Вон там! Мне пойти с тобой? — Он пошел.
Позднее — они слушали музыку, и Мюрад прислонился спиной к облицовке камина, — он сказал: Я уже давно не был с женщиной! — Хотя это и было неправдой, но звучало грустно. Женщина снова сидела на диване и вслушивалась наполовину в музыку, наполовину в себя.
А твой муж, спросил он.
Ах!
Мюрад оторвался от камина и подошел к окну. Снаружи ничего не было видно, чернота ночи. Лишь вдалеке, на противоположном берегу, горели фонари, не вызывая представления ни о пространстве, ни о расстоянии.
Чтобы что-нибудь сделать, Мюрад принес подсвечник и зажег свечи.
Так хорошо? — спросил он женщину.
Она небрежно откинулась назад и полулежала, скрестив вытянутые ноги. Мюрад смотрел на нее, и сердце его колотилось.
Пора собираться, сказала она и поднялась.
Довезти
Он заметил, что женщина ускользает от него, может быть, хочет ускользнуть, но теперь это вдруг стало нужно и ему. Он влез в свой пиджак, повернувшись к ней в профиль.
Ну вот, сказала она, оглаживая на себе платье, было очень хорошо! Она поцеловала его в щеку, чтобы немного утешить. Ведь все же она чуть-чуть водила его за нос. Легкий поцелуй был ему приятен, и прикосновение ее мягкой груди тоже. Пока они шли по коридору до гаража, женщина болтала. У Мюрада же было такое ощущение, что его отпускает судорога, и он снова готов был надеяться.
Хорошо, сказал мужчина, все в порядке, мы можем ее принять. — Мужчина среднего роста, все еще подтянутый, хотя волосы уже седые. Они лежат на голове как прозрачное оперенье, как пух торчат над ушами и стелятся, зачесанные наверх, по квадратному черепу. Он улыбается. Сюзанна знает, что это ничего не значит.
Она стоит вместе с Альмут в конторе этого мужчины, перед его письменным столом; мужчина встает, выходит из-за стола, собеседование закончено. Вообще-то, у Сюзанны есть к нему еще несколько вопросов, но она уже заметила его нетерпенье, заметила, как вытянулась из темного костюма шея и выдвинулся вперед подбородок. На его пальцах, сцепленных перед грудью, тоже растут белые волоски. В окно ярко светит солнце. Вопросы можно задать и потом, думает Сюзанна и все же понимает, что это будет уже невозможно. Мужчина не даст задать эти вопросы, он сумеет их избежать.

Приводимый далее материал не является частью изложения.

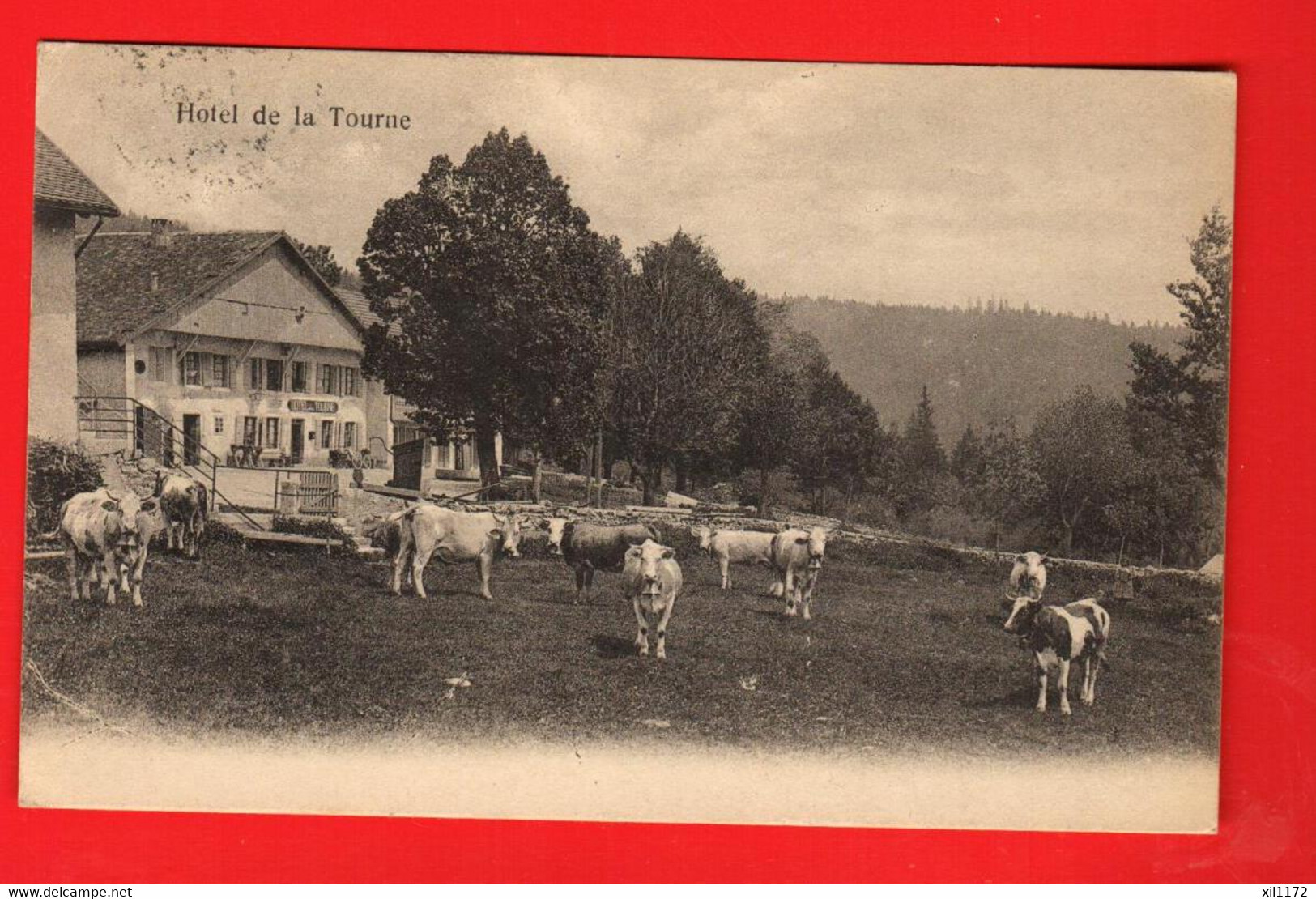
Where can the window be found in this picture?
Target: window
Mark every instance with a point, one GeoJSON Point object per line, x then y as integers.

Рядом с Сюзанной стоит Альмут, погруженная в свои мысли или, может быть, просто немного растерянная: Наверное, она даже рада. — Когда мужчина смотрит на нее, она пытается ответить ему улыбкой. Она храбрая, думает Сюзанна, спускаясь по лестнице. Она гордится Альмут, и в то же время упрекает себя за то, что сама она была недостаточно храброй: Я должна была бороться!

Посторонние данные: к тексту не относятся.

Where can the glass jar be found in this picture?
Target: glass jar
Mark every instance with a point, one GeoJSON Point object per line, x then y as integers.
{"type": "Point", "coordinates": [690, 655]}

Она берет Альмут под руку, и Альмут крепко сжимает ее руку:
Ты была великолепна, говорит Альмут, и Сюзанна, которая разбирается в этом лучше, ничего не отвечает; просто радуется; хотя это и не так, но на мгновенье будущее кажется безоблачно прекрасным.
У Альмут есть теперь это место! Хорошее место! — Она приступит к работе через полгода, когда закончит школу.
Они останавливаются, поворачивают головы и, стоя на другой стороне улицы, в растоптанном снегу, смотрят вверх на окна того здания, где они только что вели разговор с мужчиной.
Небо над ними голубовато-стального цвета, настоящее чистое зимнее небо, с высоко плывущими тонкими, как льдинки, облаками; такое яркое от сияющего в нем света, что почти слышишь, как оно звенит, словно медные тарелки оркестрантов.
Светлое, чуждое, гладкое, скрипящее от чистоты здание, где берут на работу: Сюзанна и Альмут стыдятся, не признаваясь самим себе, за ту робость, которую внушил им этот мужчина, и потому смеются. Они подмигивают друг другу.
У него голова как у носорога, говорит Альмут, или как у дикого кабана, только поменьше.
У нас головы тоже крепенькие, отвечает Сюзанна.
Мимо проходит какой-то мужчина и говорит сам себе:
С одной стороны, люди радуются снегу, с другой, ругаются, если он идет.